Qu’est que C++ AMP ?

C++ AMP fait partie du compilateur C++. Si vous utilisez déjà le compilateur C++ de Visual Studio 2012, vous avez C++ AMP. Vous n’avez besoin de rien d’autre. Pour déployer votre application C++ AMP, vous n’avez aucun prérequis supplémentaire, le redistribuable Visual C++ contient la librairie C++ AMP. En tant que partie intégrante à Visual Studio, la librairie C++ AMP est parfaitement intégrée à Visual Studio à la fois sur le plan du Debugging, du Profiling et de l’IntelliSense. Avec C++ AMP, vous pouvez réutiliser vos applications et vos connaissances C++, car la librairie a été pensée pour justement les préserver.

On peut définir C++ AMP comme une librairie C++ exposant un petit jeu d’API (compatible STL) sachant gérer des données multidimensionnelles afin de faciliter leur parallélisation. La courbe d’apprentissage de C++ AMP est donc faible, car le jeu d’API est réduit et repose sur le standard C++ 11. Si vous connaissez la librairie STL, alors vous connaissez une bonne partie de C++ AMP.

L’implémentation Microsoft de C++ repose sur l’API Direct3D de DirectX 11. Ce choix d’implémentation est plutôt une bonne chose, car DirectX est une librairie mature et donc stable.

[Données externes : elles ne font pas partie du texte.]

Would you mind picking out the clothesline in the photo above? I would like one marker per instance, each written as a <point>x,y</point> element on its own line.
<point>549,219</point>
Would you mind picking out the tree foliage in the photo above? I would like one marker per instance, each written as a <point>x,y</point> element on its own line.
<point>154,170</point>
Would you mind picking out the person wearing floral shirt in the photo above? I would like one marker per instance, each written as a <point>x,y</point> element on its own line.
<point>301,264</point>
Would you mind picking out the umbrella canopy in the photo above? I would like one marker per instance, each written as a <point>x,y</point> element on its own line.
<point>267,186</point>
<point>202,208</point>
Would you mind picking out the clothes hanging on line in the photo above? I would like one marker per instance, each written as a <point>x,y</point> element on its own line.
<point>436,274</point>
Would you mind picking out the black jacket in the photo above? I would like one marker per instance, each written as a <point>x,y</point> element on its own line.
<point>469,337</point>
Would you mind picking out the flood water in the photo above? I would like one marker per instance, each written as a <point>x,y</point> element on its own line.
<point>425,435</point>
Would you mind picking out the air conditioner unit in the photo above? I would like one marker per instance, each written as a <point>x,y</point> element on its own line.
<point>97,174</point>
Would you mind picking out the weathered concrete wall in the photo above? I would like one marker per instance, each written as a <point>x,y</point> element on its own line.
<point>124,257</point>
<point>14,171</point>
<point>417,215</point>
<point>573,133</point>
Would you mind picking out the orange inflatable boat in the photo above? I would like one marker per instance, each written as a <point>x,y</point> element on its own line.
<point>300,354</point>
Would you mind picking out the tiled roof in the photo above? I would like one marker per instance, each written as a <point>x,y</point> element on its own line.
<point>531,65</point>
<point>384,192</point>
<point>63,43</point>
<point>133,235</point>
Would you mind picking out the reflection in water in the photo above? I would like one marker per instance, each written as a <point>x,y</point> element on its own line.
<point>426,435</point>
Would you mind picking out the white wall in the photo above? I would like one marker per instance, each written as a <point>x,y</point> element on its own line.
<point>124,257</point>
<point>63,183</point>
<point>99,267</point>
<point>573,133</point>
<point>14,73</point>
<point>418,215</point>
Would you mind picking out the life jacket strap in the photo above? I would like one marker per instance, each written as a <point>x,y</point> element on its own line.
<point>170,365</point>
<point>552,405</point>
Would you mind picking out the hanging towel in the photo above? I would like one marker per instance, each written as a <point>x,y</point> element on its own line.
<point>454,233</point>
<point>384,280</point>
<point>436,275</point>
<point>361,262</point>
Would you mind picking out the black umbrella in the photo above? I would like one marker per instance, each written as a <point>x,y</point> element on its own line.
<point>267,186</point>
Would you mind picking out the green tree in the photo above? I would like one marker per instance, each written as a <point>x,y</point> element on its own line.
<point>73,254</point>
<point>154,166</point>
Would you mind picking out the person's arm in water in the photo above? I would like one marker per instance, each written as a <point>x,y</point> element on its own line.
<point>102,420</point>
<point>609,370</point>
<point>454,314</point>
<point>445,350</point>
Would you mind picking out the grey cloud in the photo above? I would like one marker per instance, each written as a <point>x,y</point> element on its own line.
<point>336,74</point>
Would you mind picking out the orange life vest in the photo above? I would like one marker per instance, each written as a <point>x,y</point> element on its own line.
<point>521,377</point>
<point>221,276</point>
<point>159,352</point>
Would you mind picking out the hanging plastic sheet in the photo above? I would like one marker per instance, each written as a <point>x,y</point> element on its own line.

Ce choix apporte une abstraction pour supporter de nombreux matériels comme ceux de constructeurs nVidia, AMD, Intel, ARM … Cependant, si votre programme ne détecte pas de matériel compatible DirectX11, C++ AMP se tourne vers une solution de repli, WRAP, que nous avons utilisé dans la première démonstration, exploitant alors les multicœurs disponibles et la vectorisation parallèle via les instructions SSE (AVX n’est pas supporté pour l’instant).   Même si Microsoft utilise DirectX pour implémenter C++ AMP, les API DirectX ne sont pas visibles des API C++ AMP. C’est pour cette raison que Microsoft a pu publier une spécification ouverte décrivant le standard C++ AMP sans aucune adhérence avec DirectX.

Pour Microsoft, C++ AMP se doit d’être performant, productif et portable pour tous les développeurs, ce n’est pas un produit de niche. Il n’est pas utile d’être un spécialiste en programmation GPU pour utiliser C++ AMP. Ainsi, un développeur C++ généraliste disposant de Visual C++ 2012, peut parfaitement utiliser cette technologie sans contrainte technique majeure : pas de nouvelles compétences, pas de librairies à ajouter la mise au point ou l’analyse de performance. La mise en production ne réclame rien de plus que le redistribuable C++. Et pour couronner le tout, votre code devrait tourner sur des plateformes complémentaires à celle de Microsoft dans un avenir proche.

Arrivé à ce stade, nous avons beaucoup décrit C++ AMP, sans jamais l’illustrer avec du code, il est temps corriger le tir dans le prochain billet.